Cour de cassation, Chambre sociale, 9 mars 2011, 09-69.647
Mots-clés droit social
Licenciement • Cause réelle et sérieuse • Inaptitude • Temps de travail • Salaire / rémunération • Primes • Congés payés • Contrat de travail • Préavis / indemnités de rupture • Procédure prud'homale • Preuve
Synthèse
- Juridiction
- Cour de cassation
- Chambre
- Chambre sociale
- Date
- 09/03/2011
- Numéro d'affaire
- 09-69.647
- Identifiant européen
- ECLI:FR:CCASS:2011:SO00623
Résumé
Aux termes de l' article 45 de la loi du 4 mai 2004, la valeur hiérarchique accordée par leurs signataires aux conventions et accords conclus avant l'entrée en vigueur de la présente loi demeure opposable aux accords de niveaux inférieurs ; il en résulte qu'un accord collectif d'entreprise, même conclu postérieurement à l'entrée en vigueur de la loi du 4 mai 2004, ne peut déroger par des clauses moins favorables à une convention collective de niveau supérieur conclue antérieurement à cette date à moins que les signataires de cette convention n'en aient disposé autrement.
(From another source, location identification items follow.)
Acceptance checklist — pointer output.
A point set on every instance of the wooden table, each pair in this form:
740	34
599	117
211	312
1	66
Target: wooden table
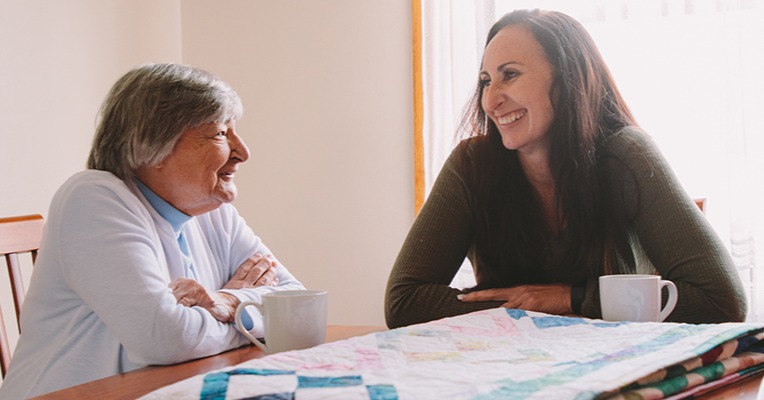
145	380
142	381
Doit être censurée en conséquence la décision qui applique le montant des indemnités prévues par les accords collectifs d'entreprise sans constater, comme le lui demandait le salarié, si les barèmes fixés par ces accords collectifs d'entreprise au titre des indemnités de grand déplacement répondaient ou non aux exigences de prise en charge des dépenses telles que prévues par l'article 8.11 de la convention collective du 15 décembre 1992
Extrait
LA COUR DE CASSATION, CHAMBRE SOCIALE, a rendu l'arrêt suivant : Sur le moyen unique du pourvoi principal : Vu l'article 45 de la loi du 4 mai 2004, ensemble les articles L. 2253-1 à L. 2253-3 du code du travail, et 8.11 de la convention collective nationale du 15 décembre 1992 des ouvriers des travaux publics ; Attendu qu'aux termes du premier de ces textes, la valeur hiérarchique accordée par leurs signataires aux conventions et accords conclus avant l'entrée en vigueur de la présente loi demeure opposable aux accords de niveaux inférieurs ; qu'il en résulte qu'un accord collectif d'entreprise, même conclu postérieurement à l'entrée en vigueur de la loi du 4 mai 2004, ne peut déroger par des clauses moins favorables à une convention collective de niveau supérieur conclue antérieurement à cette date, à moins que les signataires de cette convention n'en aient disposé autrement ; Attendu…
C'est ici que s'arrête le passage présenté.